Comment Number: | OL-10507458 |
Received: | 3/14/2005 11:18:28 AM |
Subject: | Notice of Proposed Rulemaking, Request for Comment |
Title: | National Security Personnel System |
CFR Citation: | 5 CFR Chapter XCIX and Part 9901 |
Attachment: | NSPSAll.pdf Download Adobe Reader |
Comments:
2005.03.14 The Congress gave the DoD authority to develop a new personnel system in collaboration with the various stakeholders that was to be modeled on the successful features of the "Lab - Demo" programs. The Lab Demos use "pay" as one of many tools to experiment with ways to increase the value that their Personnel Systems add in support of their inherently high-performing employees and managers. "Pay" pre se is used more or less as it is in the much deprecated Civil Service / General Schedule system with less friction from the procedural checks and balances that were accreted over the years to counter perceived abuses. Higher performance folks, now as then, advance more rapidly than others but not so fast that they have no place to go except to the private sector once they reached the ceiling or so fast that the others who are also part of the team are discouraged. But pay is almost incidental -- the stones in the soup -- to such other features as extended probationary periods, more flexible starting salaries and more open collaboration between groups in setting the distributions of the fixed Pay Pool amongst all of the employees.

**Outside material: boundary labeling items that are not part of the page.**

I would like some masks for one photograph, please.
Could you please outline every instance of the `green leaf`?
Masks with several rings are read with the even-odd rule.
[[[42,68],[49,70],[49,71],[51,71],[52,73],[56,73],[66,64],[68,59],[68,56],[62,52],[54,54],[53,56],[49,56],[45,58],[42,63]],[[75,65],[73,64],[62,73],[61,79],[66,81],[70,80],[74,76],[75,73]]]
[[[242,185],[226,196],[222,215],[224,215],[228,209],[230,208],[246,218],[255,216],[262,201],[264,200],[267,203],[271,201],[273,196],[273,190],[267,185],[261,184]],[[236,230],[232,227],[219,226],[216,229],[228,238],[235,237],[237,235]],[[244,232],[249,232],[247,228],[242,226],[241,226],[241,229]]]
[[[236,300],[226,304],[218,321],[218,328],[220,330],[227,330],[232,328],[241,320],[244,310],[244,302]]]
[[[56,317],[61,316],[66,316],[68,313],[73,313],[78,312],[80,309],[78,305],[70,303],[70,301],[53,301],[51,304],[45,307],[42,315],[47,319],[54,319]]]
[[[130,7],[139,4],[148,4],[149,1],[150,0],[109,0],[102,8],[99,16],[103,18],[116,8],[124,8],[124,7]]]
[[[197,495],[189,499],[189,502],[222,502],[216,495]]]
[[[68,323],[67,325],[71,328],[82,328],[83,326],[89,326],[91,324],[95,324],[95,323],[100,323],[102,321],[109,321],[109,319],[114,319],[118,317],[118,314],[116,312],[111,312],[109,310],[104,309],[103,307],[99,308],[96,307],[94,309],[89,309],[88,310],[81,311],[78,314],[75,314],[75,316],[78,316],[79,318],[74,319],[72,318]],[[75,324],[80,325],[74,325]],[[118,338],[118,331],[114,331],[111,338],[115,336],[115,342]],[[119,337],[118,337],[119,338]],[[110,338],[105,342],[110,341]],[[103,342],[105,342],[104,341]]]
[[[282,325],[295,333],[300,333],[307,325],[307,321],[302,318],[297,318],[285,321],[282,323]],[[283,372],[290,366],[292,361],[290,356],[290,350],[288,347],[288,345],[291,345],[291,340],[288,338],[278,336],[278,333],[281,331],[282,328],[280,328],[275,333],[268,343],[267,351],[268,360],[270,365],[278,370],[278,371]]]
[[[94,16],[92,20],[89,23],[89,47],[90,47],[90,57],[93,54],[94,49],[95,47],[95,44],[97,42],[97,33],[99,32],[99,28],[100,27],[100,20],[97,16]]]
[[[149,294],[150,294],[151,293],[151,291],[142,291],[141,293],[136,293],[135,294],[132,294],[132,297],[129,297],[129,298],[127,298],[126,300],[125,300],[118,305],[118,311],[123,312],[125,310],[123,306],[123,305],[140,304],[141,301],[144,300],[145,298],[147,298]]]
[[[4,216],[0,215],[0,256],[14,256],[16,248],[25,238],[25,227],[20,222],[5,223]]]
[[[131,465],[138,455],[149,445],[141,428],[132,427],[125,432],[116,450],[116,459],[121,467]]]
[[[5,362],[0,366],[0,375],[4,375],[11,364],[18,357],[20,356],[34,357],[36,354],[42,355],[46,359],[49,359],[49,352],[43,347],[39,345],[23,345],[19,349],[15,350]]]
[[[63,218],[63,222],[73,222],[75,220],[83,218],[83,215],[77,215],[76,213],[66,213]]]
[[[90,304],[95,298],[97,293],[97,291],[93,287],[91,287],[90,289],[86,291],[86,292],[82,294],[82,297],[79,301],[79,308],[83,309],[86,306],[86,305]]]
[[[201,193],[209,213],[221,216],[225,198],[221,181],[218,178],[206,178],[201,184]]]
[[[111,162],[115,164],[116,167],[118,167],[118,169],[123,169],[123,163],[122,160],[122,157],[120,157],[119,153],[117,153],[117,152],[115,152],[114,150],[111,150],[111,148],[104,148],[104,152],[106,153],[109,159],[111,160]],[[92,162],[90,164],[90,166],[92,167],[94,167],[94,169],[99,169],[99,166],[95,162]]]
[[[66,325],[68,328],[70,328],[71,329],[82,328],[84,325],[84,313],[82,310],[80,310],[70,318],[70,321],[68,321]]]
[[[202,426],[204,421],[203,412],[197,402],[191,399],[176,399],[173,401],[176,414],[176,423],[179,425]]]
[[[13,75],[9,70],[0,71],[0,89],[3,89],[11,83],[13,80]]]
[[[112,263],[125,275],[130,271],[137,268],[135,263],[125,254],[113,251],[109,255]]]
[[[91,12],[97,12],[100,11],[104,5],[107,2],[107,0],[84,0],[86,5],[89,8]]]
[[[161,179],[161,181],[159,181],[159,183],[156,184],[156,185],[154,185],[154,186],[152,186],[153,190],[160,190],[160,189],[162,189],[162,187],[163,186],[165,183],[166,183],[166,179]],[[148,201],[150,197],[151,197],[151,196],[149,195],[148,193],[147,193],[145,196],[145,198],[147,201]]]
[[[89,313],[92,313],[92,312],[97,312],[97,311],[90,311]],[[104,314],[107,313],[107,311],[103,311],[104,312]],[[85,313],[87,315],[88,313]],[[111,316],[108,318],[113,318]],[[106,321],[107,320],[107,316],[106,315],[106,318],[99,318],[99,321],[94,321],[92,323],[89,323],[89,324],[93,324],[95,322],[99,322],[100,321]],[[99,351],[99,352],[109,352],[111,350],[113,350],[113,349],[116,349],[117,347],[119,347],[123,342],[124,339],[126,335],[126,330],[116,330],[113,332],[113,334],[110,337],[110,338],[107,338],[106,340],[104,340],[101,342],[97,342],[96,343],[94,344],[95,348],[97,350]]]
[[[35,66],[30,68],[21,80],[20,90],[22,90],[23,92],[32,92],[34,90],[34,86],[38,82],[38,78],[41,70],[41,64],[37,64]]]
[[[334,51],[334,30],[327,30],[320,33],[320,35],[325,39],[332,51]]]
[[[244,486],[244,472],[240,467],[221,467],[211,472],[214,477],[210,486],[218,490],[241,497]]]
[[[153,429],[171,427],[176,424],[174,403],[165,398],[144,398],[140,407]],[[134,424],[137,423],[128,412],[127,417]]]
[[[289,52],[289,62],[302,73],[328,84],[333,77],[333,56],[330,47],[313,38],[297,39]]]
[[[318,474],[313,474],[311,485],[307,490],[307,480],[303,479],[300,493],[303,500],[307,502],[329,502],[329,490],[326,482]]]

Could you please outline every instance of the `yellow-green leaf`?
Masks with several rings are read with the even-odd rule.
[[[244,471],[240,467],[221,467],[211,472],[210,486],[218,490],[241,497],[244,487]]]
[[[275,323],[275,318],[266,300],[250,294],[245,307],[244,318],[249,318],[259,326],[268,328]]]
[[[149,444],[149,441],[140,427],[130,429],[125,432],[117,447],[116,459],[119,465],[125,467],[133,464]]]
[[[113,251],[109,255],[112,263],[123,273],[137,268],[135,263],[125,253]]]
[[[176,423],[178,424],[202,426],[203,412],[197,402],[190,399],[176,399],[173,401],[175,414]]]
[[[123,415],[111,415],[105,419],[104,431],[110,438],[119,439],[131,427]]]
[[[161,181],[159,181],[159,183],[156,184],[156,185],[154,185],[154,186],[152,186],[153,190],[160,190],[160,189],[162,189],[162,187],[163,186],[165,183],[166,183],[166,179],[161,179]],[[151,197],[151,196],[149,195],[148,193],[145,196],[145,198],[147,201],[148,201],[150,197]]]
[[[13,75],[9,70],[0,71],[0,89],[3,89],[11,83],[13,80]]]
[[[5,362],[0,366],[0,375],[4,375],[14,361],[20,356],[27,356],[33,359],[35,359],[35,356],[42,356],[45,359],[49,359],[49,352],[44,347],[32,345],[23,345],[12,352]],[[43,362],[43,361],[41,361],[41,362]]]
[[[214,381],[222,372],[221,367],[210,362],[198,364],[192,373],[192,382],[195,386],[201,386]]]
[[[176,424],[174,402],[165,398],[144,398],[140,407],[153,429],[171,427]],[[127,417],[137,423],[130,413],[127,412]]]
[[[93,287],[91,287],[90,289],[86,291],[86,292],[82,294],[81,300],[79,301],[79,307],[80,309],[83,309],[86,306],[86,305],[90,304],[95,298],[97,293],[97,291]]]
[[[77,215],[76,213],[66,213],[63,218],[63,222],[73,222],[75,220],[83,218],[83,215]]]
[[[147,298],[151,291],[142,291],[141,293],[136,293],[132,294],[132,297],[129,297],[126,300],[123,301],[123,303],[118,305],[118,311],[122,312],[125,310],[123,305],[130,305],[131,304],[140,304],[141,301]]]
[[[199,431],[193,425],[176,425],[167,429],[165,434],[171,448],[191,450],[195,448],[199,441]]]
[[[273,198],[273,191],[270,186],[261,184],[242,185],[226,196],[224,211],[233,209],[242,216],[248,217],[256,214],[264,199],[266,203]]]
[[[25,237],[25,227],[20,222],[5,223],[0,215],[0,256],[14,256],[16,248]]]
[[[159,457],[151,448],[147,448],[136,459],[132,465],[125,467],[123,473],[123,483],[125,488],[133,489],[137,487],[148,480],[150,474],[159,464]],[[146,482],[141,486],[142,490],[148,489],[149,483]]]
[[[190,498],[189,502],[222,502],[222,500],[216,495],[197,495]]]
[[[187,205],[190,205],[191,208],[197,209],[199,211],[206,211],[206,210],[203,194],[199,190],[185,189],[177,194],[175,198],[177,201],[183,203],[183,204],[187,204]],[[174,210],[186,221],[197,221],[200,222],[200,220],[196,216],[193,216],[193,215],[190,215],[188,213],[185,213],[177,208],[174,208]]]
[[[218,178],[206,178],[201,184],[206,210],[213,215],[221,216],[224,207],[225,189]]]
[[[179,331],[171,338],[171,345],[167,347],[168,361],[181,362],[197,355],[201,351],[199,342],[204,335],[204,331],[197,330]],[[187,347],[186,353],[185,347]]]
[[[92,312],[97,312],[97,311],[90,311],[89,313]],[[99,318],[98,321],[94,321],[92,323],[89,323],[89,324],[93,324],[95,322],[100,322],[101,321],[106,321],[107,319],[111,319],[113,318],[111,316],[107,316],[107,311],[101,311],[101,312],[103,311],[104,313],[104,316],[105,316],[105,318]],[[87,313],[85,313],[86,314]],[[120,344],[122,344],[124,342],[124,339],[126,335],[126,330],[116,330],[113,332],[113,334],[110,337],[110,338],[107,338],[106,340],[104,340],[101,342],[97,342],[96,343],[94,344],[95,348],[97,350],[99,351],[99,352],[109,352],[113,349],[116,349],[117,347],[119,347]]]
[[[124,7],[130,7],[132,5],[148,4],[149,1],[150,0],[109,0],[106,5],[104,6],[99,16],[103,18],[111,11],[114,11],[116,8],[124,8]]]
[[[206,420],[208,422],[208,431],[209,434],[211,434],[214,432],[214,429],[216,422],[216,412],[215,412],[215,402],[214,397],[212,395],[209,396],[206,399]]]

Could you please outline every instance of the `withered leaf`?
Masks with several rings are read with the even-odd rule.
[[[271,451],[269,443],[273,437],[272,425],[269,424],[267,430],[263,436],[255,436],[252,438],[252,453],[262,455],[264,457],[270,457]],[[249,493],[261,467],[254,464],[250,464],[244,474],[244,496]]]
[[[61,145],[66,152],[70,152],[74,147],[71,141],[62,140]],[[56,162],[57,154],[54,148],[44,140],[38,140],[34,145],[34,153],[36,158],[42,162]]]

Only rarely does an employee miss a minimum Cost Of Living equivalent or negotiate a movement to a less demanding assignment at a lower pay rate because everyone is part of a family with a shared sense of purpose and everyone knows the damage that could be done to the intangible bonds if a Darwinian struggle for pay or retention displaced the collegial spirit. The present NSPS proposal focuses on pay and streamlined firing procedures without any evidence of insight into the potential unintended consequences or any awareness of how such a model might produce a system that is less effective than the current GS/CS model by reducing DoD employment to a short-term "shape-up" for piece work with neither continuity or cooperative spirit. Please send these NSPS re-inventors back to the drawing board or/and find a better informed group of Organizational Development Psychologists who have advanced beyond the "Scientific Management" of the last century and can build on the measurable advantages of the Lab-Demo experiments. More detailed comments are provided in the attachment.